The UK’s new Employment Rights Act 2025 has passed into law after months of debate. Lawmakers made several changes to the original plans. These adjustments lower the financial load on companies. The act aims to update worker protections while considering business needs. It will roll out over the next few years.
Main Changes to the Reforms
The government dropped some bold ideas from the first draft. For example, workers will not get protection from unfair dismissal right from their first day. Instead, this right starts after six months on the job.
Other updates include:
- Access to sick pay from day one.
- Paternity leave available from the start.
- Stronger safeguards for pregnant workers and new parents.
- Limits on zero-hour contracts that offer no set hours.
- A ban on firing staff only to rehire them on worse terms.
- Flexible work options as the standard choice.
Many parts will take effect in stages. Some begin in 2026. Others wait until 2027.

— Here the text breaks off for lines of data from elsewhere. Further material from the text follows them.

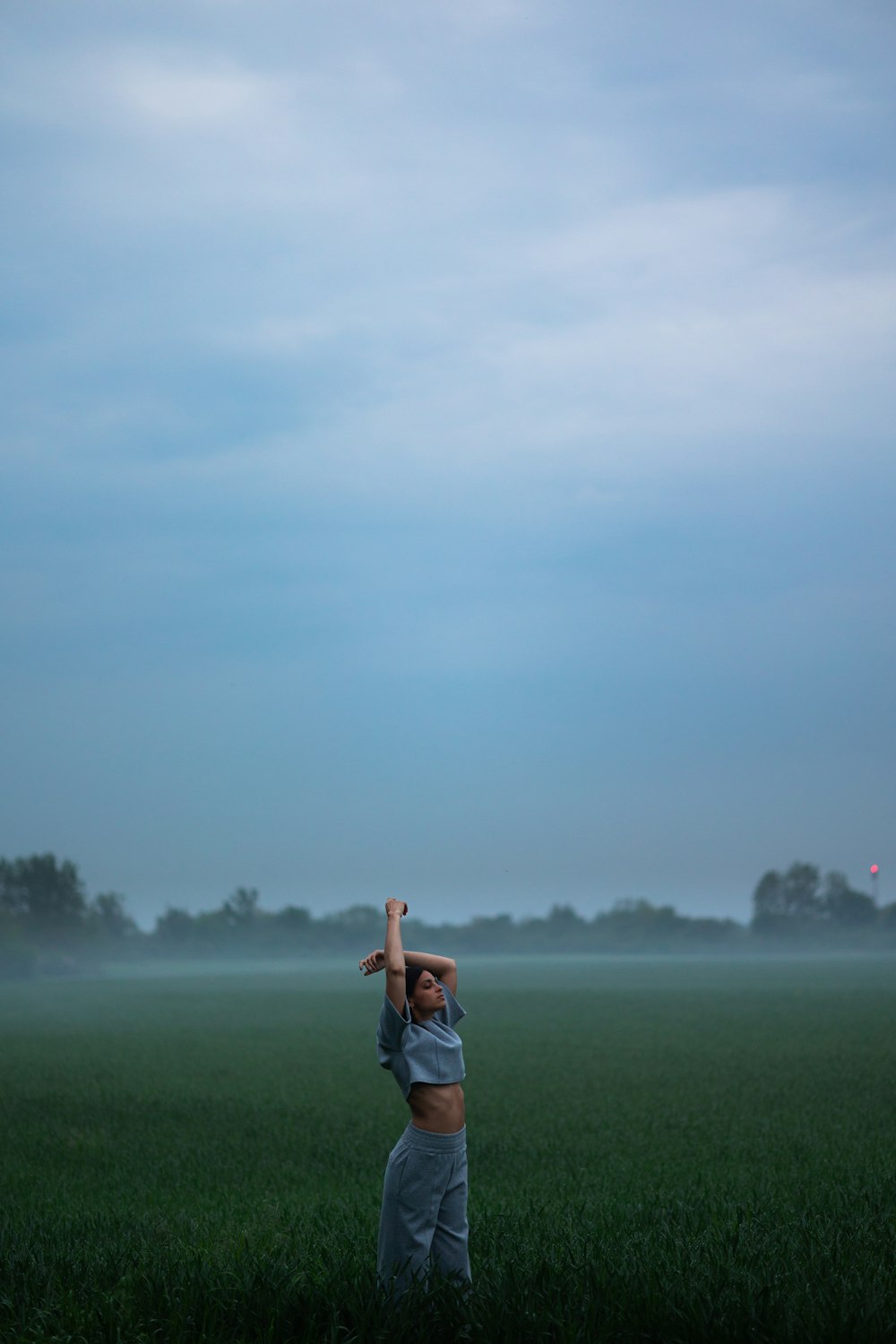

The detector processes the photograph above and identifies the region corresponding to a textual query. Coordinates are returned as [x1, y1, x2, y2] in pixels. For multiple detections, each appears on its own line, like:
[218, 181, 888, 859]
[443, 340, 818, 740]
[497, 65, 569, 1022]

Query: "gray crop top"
[376, 980, 466, 1101]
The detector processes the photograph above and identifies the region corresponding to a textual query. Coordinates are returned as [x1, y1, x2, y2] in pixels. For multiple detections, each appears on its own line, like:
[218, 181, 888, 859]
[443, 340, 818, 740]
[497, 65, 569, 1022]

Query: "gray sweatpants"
[376, 1125, 470, 1295]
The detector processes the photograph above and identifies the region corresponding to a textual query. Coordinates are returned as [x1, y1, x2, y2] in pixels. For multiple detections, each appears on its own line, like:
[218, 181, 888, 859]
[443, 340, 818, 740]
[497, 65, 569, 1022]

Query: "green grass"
[0, 949, 896, 1344]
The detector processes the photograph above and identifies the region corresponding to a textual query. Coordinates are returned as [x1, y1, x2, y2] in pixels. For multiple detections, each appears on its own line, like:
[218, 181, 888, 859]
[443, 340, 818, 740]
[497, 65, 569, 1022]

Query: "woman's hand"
[358, 948, 385, 976]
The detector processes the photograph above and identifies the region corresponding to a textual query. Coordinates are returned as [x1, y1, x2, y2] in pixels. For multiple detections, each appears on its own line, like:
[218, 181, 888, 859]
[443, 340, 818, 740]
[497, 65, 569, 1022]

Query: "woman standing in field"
[358, 900, 470, 1295]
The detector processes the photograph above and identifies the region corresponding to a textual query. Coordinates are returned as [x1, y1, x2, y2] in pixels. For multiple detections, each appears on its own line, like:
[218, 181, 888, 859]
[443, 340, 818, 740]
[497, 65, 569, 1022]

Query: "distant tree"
[221, 887, 258, 930]
[0, 854, 87, 940]
[753, 863, 825, 933]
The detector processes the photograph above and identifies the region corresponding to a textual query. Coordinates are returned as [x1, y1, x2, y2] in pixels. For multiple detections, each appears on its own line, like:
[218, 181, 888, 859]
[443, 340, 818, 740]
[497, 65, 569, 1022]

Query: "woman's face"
[409, 970, 444, 1018]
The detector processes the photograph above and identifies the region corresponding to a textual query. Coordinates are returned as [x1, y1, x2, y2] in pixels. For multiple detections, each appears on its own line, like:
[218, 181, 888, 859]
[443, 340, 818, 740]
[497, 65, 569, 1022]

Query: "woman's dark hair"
[404, 967, 426, 999]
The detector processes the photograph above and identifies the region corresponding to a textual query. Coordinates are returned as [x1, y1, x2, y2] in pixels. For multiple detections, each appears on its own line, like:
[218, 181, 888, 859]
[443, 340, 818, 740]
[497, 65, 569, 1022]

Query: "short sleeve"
[376, 991, 410, 1050]
[435, 980, 466, 1027]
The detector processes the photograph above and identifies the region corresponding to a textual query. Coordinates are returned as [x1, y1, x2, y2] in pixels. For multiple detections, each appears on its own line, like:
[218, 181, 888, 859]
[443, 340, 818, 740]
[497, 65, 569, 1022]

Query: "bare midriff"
[407, 1083, 463, 1134]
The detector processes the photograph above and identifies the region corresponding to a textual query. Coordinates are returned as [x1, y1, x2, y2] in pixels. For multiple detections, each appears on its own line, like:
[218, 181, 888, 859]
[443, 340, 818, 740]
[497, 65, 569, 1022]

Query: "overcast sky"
[0, 0, 896, 926]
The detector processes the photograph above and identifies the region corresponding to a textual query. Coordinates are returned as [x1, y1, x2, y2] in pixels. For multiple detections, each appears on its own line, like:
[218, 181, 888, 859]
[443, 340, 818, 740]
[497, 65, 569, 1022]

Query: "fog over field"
[0, 0, 896, 927]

How Costs Dropped for Businesses
Early estimates put the yearly hit to companies at up to £5 billion. After tweaks, that figure fell to about £1 billion. This means a drop of around £4 billion each year.
Sectors like hospitality and retail may feel the pinch most. The changes add just 0.1% to the total UK pay bill.
The government says these costs are small. They point to long-term gains in output and fair play.
Views from Businesses and Unions
Business groups accept the lower costs. Yet some doubt the £1 billion number. They say it misses out on things like training time.
Unions have split opinions. One leader called the act a weak version of what was promised. Others see it as a step forward for health and pay security.
Opposition figures warn of job losses for young people.
Impact on Workers and the Economy
Around 18 million people stand to gain from these rules. Lower-paid roles in care and shops will see big shifts.
The act could lift employment by 0.1%. It may also raise work quality and growth.
Women and younger staff may benefit most from the updates.